When I began to want to write again I found myself looking at my story from a different perspective. I wasn’t entangled in little things and I suddenly had a bird’s eye view of my story. I have six main characters (is that too many? I don’t know. I’ve tried getting rid of one or another and encountered a full-scale rebellion from all of them, so they stay). In the week between Christmas and New Years I printed out everything I had, separated the scenes by character, clipped each one with a convenient cover sheet for notes and set about reading them. My goal was to be sure each character had a coherent story and then I would weave them together.

That strategy collapsed right away as I had already interwoven them in scenes more than I remembered, so I stalled out.

Next I unclipped everything and began interweaving the scenes in narrative order. That’s when the advantages of Flu Brain kicked in. No longer obsessing over details, I could see not just what was wrong with what I had, but why. The overall structure was, in fact, not what I thought I had mapped out and that was a problem, but I was no longer too close to the story to see what needed fixing.

When I first started writing fiction I would see a red flag if one character had tea with another. Maybe having tea works in certain situations—Jane Austin, for instance—but for me it was a sign that things were going too smoothly. So all references to having tea are gone, but not the lingering problem, which was that my characters were just too … well … perky. They are supposed to be in the depressed and neglected Ordinary World, the one that is going to change as everyone starts on their character arc and they were just doing a little too well.

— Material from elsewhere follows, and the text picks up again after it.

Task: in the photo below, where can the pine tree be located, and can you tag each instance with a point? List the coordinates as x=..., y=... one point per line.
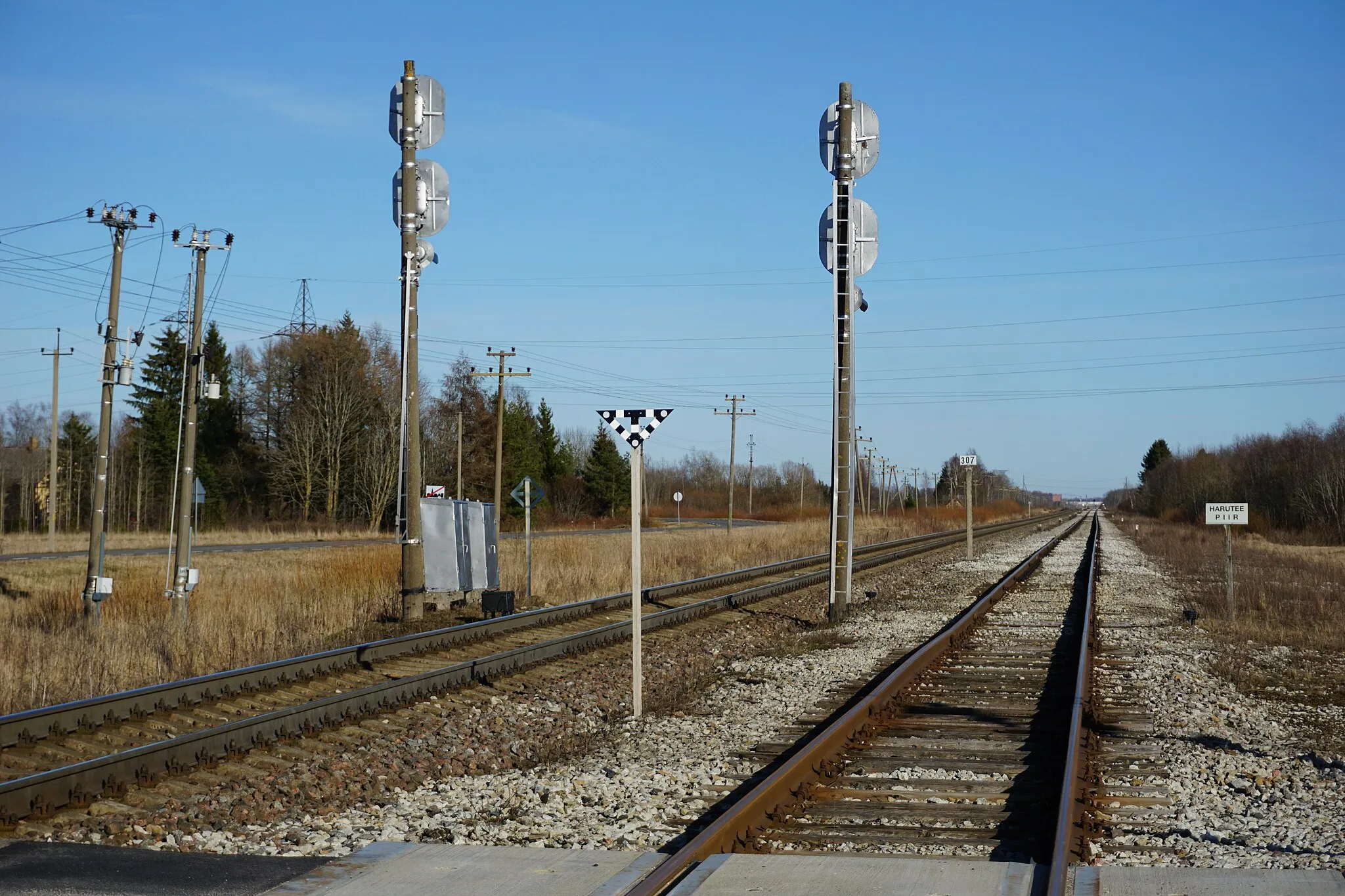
x=607, y=475
x=1155, y=457
x=156, y=400
x=549, y=445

The Ordinary World is supposed to be mundane, lacking in color and energy, a contrast to the world of the story to come. My Ordinary World also has to have a sense of paralysis, perhaps something like a fairy curse and not only was that absent, but there was no sense of a desire on anyone’s part for that to change.

Happily, Flu Brain also gave me immediate clues to the solution. At this point I may be on schedule and I may not, but I’ve got a better story.